I appeal to you therefore, brothers, by the mercies of God, to present your bodies as a living sacrifice, holy and acceptable to God, which is your spiritual worship—Romans 12:1
Fulfilling this verse in the workplace, I have come to learn, is a process entirely different from
that which I originally envisioned. Offering my body as a living sacrifice in this transition to San Diego
and in starting a new job has proven equal parts challenging and rewarding. Never before have I experienced such great change in so short a time, and Romans 12:1 applies to my life more now than ever.
I recognize the challenge this verse presents throughout the day, though I often overlook its direct
application to my life. My brief tenure at ADP has revealed that not every day will present the opportunity to climb upon your desk and loudly proclaim the mercies of Christ to your coworkers. One must be a tad more savvy than this. Seldom, in fact, have opportunities naturally arisen in which gospel-centered conversations were possible. Indeed, merely focusing on my job, itself, and honoring the position God has granted me at ADP can be challenging, even without deliberately seeking ways in which to share the gospel. To focus on the tasks of my job while concurrently seeking opportunities to share Christ with my coworkers is no easy task, and one I'm finding increasingly challenging in the overtly secular environment of ADP (though I understand such an environment is pretty common).

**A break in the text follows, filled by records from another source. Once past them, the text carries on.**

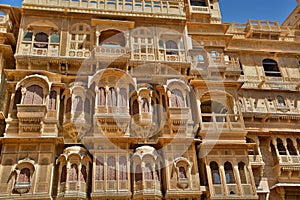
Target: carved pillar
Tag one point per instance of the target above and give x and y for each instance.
(127, 38)
(106, 96)
(97, 37)
(251, 178)
(96, 98)
(238, 180)
(117, 98)
(79, 177)
(67, 178)
(140, 104)
(143, 174)
(296, 145)
(169, 94)
(223, 180)
(274, 142)
(209, 179)
(23, 92)
(281, 192)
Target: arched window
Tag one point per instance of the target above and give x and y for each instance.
(77, 104)
(182, 172)
(52, 100)
(41, 40)
(102, 97)
(215, 173)
(63, 175)
(87, 106)
(171, 48)
(122, 97)
(135, 109)
(123, 168)
(241, 167)
(215, 56)
(199, 59)
(17, 98)
(83, 174)
(54, 38)
(291, 148)
(24, 176)
(156, 174)
(112, 97)
(80, 37)
(73, 173)
(111, 168)
(280, 147)
(229, 175)
(145, 105)
(271, 68)
(198, 2)
(177, 99)
(138, 173)
(112, 38)
(143, 45)
(34, 95)
(280, 101)
(69, 105)
(99, 169)
(27, 36)
(148, 172)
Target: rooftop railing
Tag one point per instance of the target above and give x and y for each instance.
(135, 6)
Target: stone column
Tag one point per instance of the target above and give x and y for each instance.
(210, 180)
(251, 178)
(223, 180)
(238, 180)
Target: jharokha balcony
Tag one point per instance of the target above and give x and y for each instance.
(221, 121)
(144, 7)
(110, 53)
(31, 118)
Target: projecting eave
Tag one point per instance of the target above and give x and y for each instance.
(219, 29)
(216, 84)
(292, 19)
(53, 77)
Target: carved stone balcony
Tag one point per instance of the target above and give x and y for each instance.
(148, 188)
(28, 49)
(5, 24)
(22, 188)
(31, 118)
(112, 120)
(111, 53)
(76, 125)
(199, 9)
(287, 168)
(256, 160)
(72, 190)
(157, 8)
(178, 120)
(143, 119)
(229, 122)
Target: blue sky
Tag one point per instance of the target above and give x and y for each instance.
(240, 10)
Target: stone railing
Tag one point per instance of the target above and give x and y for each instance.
(162, 7)
(221, 121)
(28, 49)
(110, 53)
(289, 160)
(199, 9)
(255, 159)
(2, 19)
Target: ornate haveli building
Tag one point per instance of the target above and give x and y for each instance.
(147, 99)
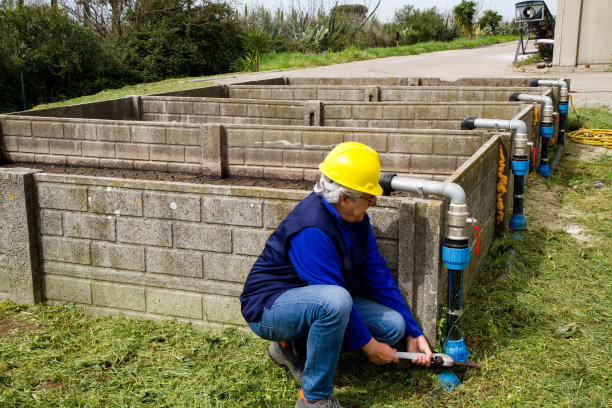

Keeping in line with a key point Stephen Phelan has preached over the previous months, it is clear that there is redemption in work itself, not merely in the opportunities it presents to interact and verbally share Christ with others. Certainly, such opportunities to engage in Christ-centered conversation do exist, and a prayer of mine is that I seek out and intentionally create such conversations that allow the gospel to shine. One of the greatest things I can do, however, is to exhibit an attitude worthy of the gospel, and work diligently “with sincerity of heart and reverence for the Lord”. This, above all I believe, is what I’ve learned thus far: that one’s work is a gift from God, and that a fulfillment of Romans 12:1 is the most worthy and appropriate way to receive such a blessing.